On Thu, Feb 23, 2017 at 4:33 PM, Fernando Gont <fgont@xxxxxxxxxxxxxxx> wrote:
My understanding is that Randy et al are trying to get rfc4291bis to
reflect operational reality, but you want to progress the document with
no changes, essentially meaning that you want to publish a document as
full standard which doesn't agree with how the protocol is being deployed.
I think we all agree that the document doesn't agree with what Randy et al deployed, because the document matches the existing standard and Randy et al chose to violate the standard. What I'm saying is:
- The "operational reality" that Randy et al want to match is not widely deployed (in terms of number of links). The overwhelming majority of links on the Internet (of which backbone links are just a small number) follow the standards.
- There are hosts that follow the standards and only support /64 in some cases, or rely on /64 to provide useful functionality.
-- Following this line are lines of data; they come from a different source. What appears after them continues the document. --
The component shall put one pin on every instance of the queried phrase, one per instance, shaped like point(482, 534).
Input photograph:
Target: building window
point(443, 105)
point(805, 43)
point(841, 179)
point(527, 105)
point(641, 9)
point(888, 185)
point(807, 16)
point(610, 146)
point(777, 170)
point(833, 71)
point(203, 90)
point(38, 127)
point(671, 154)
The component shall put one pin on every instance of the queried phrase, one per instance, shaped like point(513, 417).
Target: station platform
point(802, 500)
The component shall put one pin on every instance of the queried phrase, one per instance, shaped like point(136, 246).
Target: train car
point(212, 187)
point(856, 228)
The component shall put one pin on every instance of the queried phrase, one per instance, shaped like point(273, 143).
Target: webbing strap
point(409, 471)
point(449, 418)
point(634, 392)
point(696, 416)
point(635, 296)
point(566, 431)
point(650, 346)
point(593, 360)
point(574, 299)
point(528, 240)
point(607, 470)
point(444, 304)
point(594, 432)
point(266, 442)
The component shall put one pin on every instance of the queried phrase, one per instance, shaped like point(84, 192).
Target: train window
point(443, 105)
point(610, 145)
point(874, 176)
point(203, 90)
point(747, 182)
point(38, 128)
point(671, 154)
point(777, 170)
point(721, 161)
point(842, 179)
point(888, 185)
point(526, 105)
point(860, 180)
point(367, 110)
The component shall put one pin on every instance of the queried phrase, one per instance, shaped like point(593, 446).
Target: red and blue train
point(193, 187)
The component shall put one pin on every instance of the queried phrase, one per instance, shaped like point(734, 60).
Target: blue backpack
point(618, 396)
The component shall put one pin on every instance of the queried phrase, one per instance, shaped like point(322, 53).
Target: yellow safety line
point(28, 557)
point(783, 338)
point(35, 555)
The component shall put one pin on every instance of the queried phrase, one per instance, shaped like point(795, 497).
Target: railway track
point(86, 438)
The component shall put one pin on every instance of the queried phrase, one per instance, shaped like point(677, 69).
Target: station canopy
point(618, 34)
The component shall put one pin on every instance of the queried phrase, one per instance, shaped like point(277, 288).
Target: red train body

Changing the standards to match said limited operational reality will render those hosts noncompliant.
- We should not render compliant hosts noncompliant because a minority of links purposely violated the standards.
If, even at the time of publication our documents already do not reflect
reality, we are not going to be taken seriously.
But they do reflect reality. If you look at the whole Internet, think there are probably 1000 /64 links for every /65-126 link deployed today. Removing the fixed /64 boundary will cause way more than 0.1% of hosts - which *correctly* implemented a fixed /64 IID - to become noncompliant. Thus, changing the document as suggested by Randy et al will actually cause the document to reflect reality less than it does today.
Repeating a "classful addressing is bad" mantra isn't going to change those facts.